The private sector today called on caretaker Prime Minister Yingluck Shinawatra to resign saying any insistence to cling to power could turn the country to anarchy.
Federation of Thai Industries (FTI) vice president Sommart Kunset cited the bomb attack in Trat province on Saturday which he said was so violent and said this incident merely showed that there was an armed resistance group which does not accept the state power and that her caretaker government could not do anything to deal with the situation.
He said there was only one choice for her to take and that was for her and all her caretaker cabinet minister to resign en masse.
He said if she refused to step down and insisted to cling on to power, then the country could plunge into anarchy.
He also called on the caretaker prime minister to lift the state of emergency as soon as possible saying it had inflicted damage to economy.
He said Thailand’s trading partners have voiced concern about the state of emergency and amid the violent incidents which happened almost daily, they were not confident if Thai manufacturers could be able to constantly supply if they should place orders for Thai goods.
Thailand had political instabilities over the past decade but economy could still grow, except during the past two years when economy was messed up with politics.
He cited the rice pledging scheme, the 300 baht minimum wage which had proved to be wrong and failed policies and has dealt a heavy blow to the private sector.
This had undermined the strength of the private sector to continue driving the country’s economy to grow.
The Council of University Presidents of Thailand (CUPT) has condemned political violence while calling on Prime Minister Yingluck Shinawatra to resign.The CUPT on Monday issued its 6th announcement, saying that periodic violent incidents since anti-government protests started in Bangkok late last year had claimed 20 lives and wounded 718 others, including children.

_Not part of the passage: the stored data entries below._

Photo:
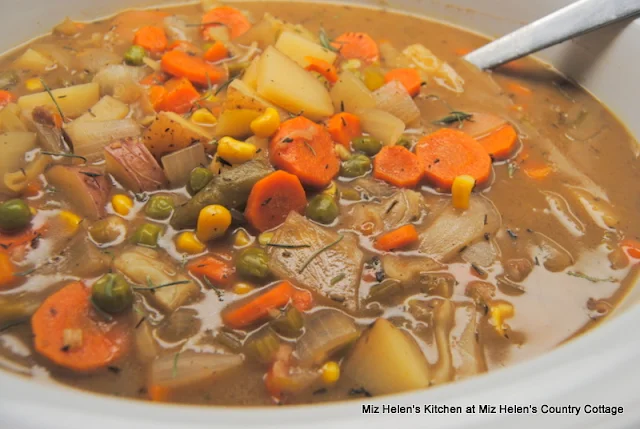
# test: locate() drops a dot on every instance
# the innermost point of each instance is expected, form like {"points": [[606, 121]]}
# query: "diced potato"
{"points": [[250, 76], [242, 96], [286, 84], [350, 94], [33, 61], [170, 132], [381, 125], [86, 188], [133, 166], [73, 100], [298, 48], [90, 137], [144, 266], [386, 360], [236, 123], [10, 119], [13, 146], [107, 109]]}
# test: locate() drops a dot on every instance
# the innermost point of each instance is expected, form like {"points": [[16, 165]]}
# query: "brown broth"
{"points": [[550, 307]]}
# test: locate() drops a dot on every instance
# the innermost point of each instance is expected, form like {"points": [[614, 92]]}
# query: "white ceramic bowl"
{"points": [[599, 368]]}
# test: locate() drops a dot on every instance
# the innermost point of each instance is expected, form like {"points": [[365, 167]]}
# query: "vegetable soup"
{"points": [[286, 203]]}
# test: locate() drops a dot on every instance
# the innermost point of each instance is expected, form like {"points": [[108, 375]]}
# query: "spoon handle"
{"points": [[571, 21]]}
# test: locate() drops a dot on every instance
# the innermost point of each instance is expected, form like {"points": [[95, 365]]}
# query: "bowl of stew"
{"points": [[210, 209]]}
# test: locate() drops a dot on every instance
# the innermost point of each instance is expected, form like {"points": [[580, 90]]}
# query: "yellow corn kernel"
{"points": [[213, 222], [330, 372], [500, 311], [121, 204], [331, 190], [187, 242], [71, 220], [33, 84], [265, 238], [342, 152], [242, 288], [234, 151], [266, 124], [241, 238], [373, 79], [203, 117], [461, 191]]}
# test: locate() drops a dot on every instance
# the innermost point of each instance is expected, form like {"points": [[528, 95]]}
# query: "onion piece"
{"points": [[189, 368], [349, 93], [90, 138], [131, 164], [393, 98], [178, 165], [326, 332], [85, 187], [121, 82], [453, 229], [381, 125]]}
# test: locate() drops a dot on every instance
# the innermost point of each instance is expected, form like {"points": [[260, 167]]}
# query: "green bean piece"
{"points": [[357, 165], [322, 209], [288, 323], [147, 235], [112, 293], [367, 145], [108, 229], [135, 55], [14, 215], [159, 207], [253, 263], [198, 179]]}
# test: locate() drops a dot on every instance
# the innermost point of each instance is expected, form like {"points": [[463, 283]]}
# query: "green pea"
{"points": [[198, 179], [253, 263], [159, 207], [356, 165], [404, 142], [108, 229], [112, 293], [367, 145], [135, 55], [322, 208], [14, 215], [8, 79], [147, 235]]}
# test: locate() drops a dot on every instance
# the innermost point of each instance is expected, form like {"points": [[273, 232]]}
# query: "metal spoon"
{"points": [[571, 21]]}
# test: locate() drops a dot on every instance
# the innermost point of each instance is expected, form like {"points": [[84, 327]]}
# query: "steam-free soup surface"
{"points": [[270, 203]]}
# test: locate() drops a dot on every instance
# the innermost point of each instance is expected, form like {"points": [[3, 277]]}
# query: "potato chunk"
{"points": [[386, 360], [286, 84]]}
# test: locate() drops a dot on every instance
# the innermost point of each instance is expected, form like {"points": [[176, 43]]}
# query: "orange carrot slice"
{"points": [[449, 153], [398, 166], [397, 239], [344, 127], [257, 306], [323, 67], [409, 78], [103, 341], [151, 38], [357, 46], [305, 149], [181, 64], [273, 198]]}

The council also cited an official economic report which suggested that the Thai economy was continuously slowing down, resulting in contraction in the fourth quarter economy as well as public and private investment.The CUTP conveyed condolences to cousins of the victims and expressed concerns over the country’s deteriorating economic situation. The council called on all sides to exercise restraint in order to prevent violence from happening again in the future and urged the government to show responsibility for recent attacks by stepping down.
The council stressed that it adhered to constitutional monarchy and peaceful means. It would take part academically and provide evidence-based information to reform the country. The CUTP concluded the announcement by calling on all sides to enter a talks process for solutions to the political crisis.

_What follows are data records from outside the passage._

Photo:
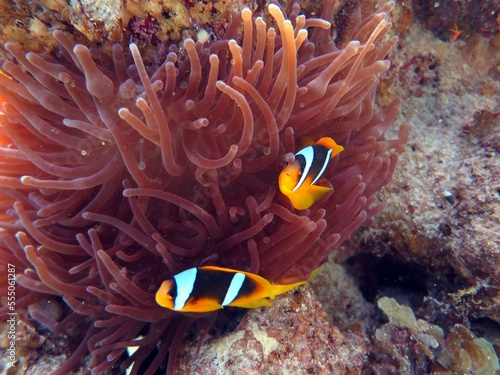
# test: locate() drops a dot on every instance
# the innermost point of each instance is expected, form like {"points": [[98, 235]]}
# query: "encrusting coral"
{"points": [[116, 176]]}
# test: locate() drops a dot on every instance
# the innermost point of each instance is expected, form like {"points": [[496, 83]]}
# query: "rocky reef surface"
{"points": [[417, 291]]}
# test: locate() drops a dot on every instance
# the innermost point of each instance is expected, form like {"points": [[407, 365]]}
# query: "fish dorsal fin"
{"points": [[306, 141], [330, 144]]}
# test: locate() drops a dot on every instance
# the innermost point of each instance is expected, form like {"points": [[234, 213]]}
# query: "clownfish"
{"points": [[210, 288], [297, 180]]}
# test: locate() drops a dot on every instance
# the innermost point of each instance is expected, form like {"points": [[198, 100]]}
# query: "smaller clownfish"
{"points": [[210, 288], [297, 180]]}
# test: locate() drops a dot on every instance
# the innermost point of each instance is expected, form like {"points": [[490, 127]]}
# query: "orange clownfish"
{"points": [[297, 180], [210, 288]]}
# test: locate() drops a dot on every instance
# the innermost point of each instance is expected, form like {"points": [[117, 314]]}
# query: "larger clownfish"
{"points": [[210, 288], [297, 180]]}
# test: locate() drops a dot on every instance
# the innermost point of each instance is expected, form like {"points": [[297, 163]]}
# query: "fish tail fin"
{"points": [[330, 144], [305, 197]]}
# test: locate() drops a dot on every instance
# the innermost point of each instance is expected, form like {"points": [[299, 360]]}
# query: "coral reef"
{"points": [[291, 337], [117, 175]]}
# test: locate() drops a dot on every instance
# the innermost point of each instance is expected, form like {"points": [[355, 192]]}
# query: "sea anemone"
{"points": [[116, 175]]}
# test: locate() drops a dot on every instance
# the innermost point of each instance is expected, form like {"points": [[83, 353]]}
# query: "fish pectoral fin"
{"points": [[305, 197], [252, 304], [202, 305], [330, 144]]}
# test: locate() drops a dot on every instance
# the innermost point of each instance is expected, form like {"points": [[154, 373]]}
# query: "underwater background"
{"points": [[414, 290]]}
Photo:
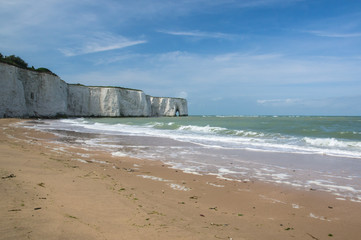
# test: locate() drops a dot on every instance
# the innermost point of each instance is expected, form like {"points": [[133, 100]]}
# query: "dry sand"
{"points": [[55, 191]]}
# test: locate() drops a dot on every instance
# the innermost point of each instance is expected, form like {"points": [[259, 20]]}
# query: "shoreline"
{"points": [[68, 192]]}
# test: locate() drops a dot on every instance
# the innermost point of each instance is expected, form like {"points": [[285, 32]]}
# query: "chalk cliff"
{"points": [[26, 93]]}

A network of medical practitioners and public health service providers today issued a joint statement condemning the escalating political violence and demanding the resignation of the government.

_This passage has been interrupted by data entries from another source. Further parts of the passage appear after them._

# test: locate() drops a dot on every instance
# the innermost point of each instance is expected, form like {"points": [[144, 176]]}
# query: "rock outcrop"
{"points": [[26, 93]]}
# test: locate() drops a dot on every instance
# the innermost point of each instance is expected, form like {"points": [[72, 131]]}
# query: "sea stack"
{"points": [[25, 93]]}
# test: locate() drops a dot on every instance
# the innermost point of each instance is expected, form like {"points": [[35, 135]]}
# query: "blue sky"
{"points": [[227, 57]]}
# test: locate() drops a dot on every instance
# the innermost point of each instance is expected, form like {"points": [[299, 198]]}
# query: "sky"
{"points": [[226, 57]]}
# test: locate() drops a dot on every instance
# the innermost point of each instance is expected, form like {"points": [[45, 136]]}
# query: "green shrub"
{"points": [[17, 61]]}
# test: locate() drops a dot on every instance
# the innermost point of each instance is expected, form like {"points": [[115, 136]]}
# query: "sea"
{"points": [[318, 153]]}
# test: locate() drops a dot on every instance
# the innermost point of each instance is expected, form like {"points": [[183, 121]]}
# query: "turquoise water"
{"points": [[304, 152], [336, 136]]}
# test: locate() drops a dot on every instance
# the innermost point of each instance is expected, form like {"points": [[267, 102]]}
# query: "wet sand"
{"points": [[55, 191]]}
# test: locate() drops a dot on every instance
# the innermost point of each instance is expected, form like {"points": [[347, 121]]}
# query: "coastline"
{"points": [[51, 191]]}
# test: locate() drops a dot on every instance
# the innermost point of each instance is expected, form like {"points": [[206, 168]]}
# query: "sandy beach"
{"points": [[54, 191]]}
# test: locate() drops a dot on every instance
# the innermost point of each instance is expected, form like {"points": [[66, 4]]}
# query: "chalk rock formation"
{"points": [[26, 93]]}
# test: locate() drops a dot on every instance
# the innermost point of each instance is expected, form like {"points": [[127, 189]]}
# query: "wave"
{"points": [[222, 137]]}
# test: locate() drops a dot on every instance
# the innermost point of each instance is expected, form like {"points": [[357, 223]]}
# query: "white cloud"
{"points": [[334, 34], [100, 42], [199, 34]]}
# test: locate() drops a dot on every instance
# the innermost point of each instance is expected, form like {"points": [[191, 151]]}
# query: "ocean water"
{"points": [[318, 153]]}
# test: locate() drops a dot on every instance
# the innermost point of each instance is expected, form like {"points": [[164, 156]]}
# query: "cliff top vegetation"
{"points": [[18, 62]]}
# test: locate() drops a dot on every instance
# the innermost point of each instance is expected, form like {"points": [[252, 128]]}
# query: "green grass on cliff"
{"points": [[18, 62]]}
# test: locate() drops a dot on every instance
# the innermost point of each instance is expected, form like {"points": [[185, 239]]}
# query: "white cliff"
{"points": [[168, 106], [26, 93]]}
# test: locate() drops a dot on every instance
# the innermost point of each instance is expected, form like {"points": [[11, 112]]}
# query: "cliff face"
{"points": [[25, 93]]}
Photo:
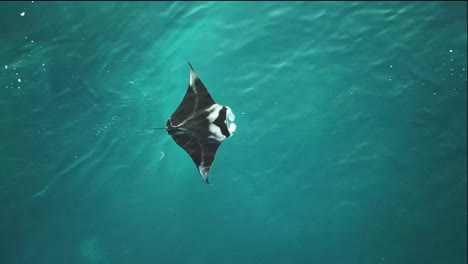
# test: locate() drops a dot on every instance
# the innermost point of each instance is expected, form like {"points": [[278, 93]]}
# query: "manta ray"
{"points": [[199, 125]]}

The joint statement was in response to the violence during the weekends when four people, including three children, were killed and over 50 injured, in two gun and bomb attacks in Trat province and at Ratchaprasong.
The network is made up of deans of medical science faculties from nine universities, deans of pharmacy faculties from 13 universities, deans of nursing faculties from two universities and presidents of seven professional associations.
Public health permanent secretary Dr Narong Sahamethapat said that a total of 19 people have so far been killed and over 700 injured in the course of protests since last November and there is a tendency that violence is escalating.
Dr Prasit Wattananapa, vice dean of medical science faculty of Siriraj hospital, urged medical practitioners to defy the government and to do what is right.
Besides the joint statement, the network plans to launch a nationwide event on February 26. Details of the event are not disclosed.